The High Court of Australia has clarified the legal status of one type of litigation funding.
In International Litigation Partners Pte Ltd v Chameleon Mining NL (Receivers and Managers Appointed) [2012] HCA 45 the High Court decided that ILP (a litigation funder) was entitled to recover its fees even though it did not have an Australian Financial Services licence under the Corporations Act: it was not required to have one as the arrangement was an exempt “credit facility”.
Chameleon was ordered to pay ILP $8,381,144.30 plus interest and costs relating to commercial litigation instituted by Chameleon funded by ILP.
The arrangement involved ILP paying Chameleon’s lawyers in the litigation directly.
The arrangement did not involve a managed investments scheme such as those used to fund class actions and which have been made exempt from an AFS Licence under Corporations Amendment Regulation 2012 (No. 6).
The issue was whether the funding agreement was a “financial product” as defined in s 763A(1) and therefore required licensing by Section 911A(1) which imposes the licensing requirement upon “a person who carries on a financial services business in this jurisdiction”. The expression “financial services business” means “a business of providing financial services” (s 761A). The term “financial service” includes dealing in a “financial product”.
ILP argued that the agreement was excluded from the definition of “financial product” as it was an exempt credit facility under section 765A(1)(h)(i).

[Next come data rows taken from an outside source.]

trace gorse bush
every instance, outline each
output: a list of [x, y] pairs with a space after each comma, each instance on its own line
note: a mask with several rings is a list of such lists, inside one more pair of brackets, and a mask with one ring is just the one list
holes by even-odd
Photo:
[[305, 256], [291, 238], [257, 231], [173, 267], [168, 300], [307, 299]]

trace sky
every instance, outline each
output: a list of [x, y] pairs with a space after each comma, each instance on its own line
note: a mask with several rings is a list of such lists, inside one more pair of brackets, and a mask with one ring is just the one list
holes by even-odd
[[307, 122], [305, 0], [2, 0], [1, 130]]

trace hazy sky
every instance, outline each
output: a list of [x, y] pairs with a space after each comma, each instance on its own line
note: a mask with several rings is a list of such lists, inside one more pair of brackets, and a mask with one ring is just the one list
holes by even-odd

Credit facilities are not covered by the definition of “financial product” and to the extent that they are consumer credit, they are regulated by the National Consumer Credit Protection Act 2009.
The majority of the High Court explained the exemption as follows:
“..the provision of “credit … for any period”, with or without prior agreement between the credit provider and the debtor and whether or not both credit and debit facilities are available, is a “credit facility” (reg 7.1.06(1)(a)). The term “credit” is defined in reg 7.1.06(3)(a) as meaning a contract, arrangement or understanding under which payment of a debt to the credit provider “is deferred”, and as including “any form of financial accommodation” (reg 7.1.06(3)(b)(i)). The use in this way of the concept “means and includes” is to avoid any doubt that what is identified by the inclusion falls within the scope of the designated meaning of “credit”. The result is that a contract, arrangement or understanding that is any form of financial accommodation is “credit”, and its provision “for any period” will be a “credit facility”.
The High Court was of the view that what the Funding Deed provided to Chameleon was a form of financial accommodation notwithstanding that ILP was to pay the Legal Costs incurred by Chameleon rather than advancing to it the moneys to enable it to do so.
The High Court concluded: “The Funding Deed was a “credit facility”, being for the provision for a period of a form of financial accommodation of Chameleon by ILP. The exclusion provision in s 765A(1)(h)(i) of the Act was satisfied.”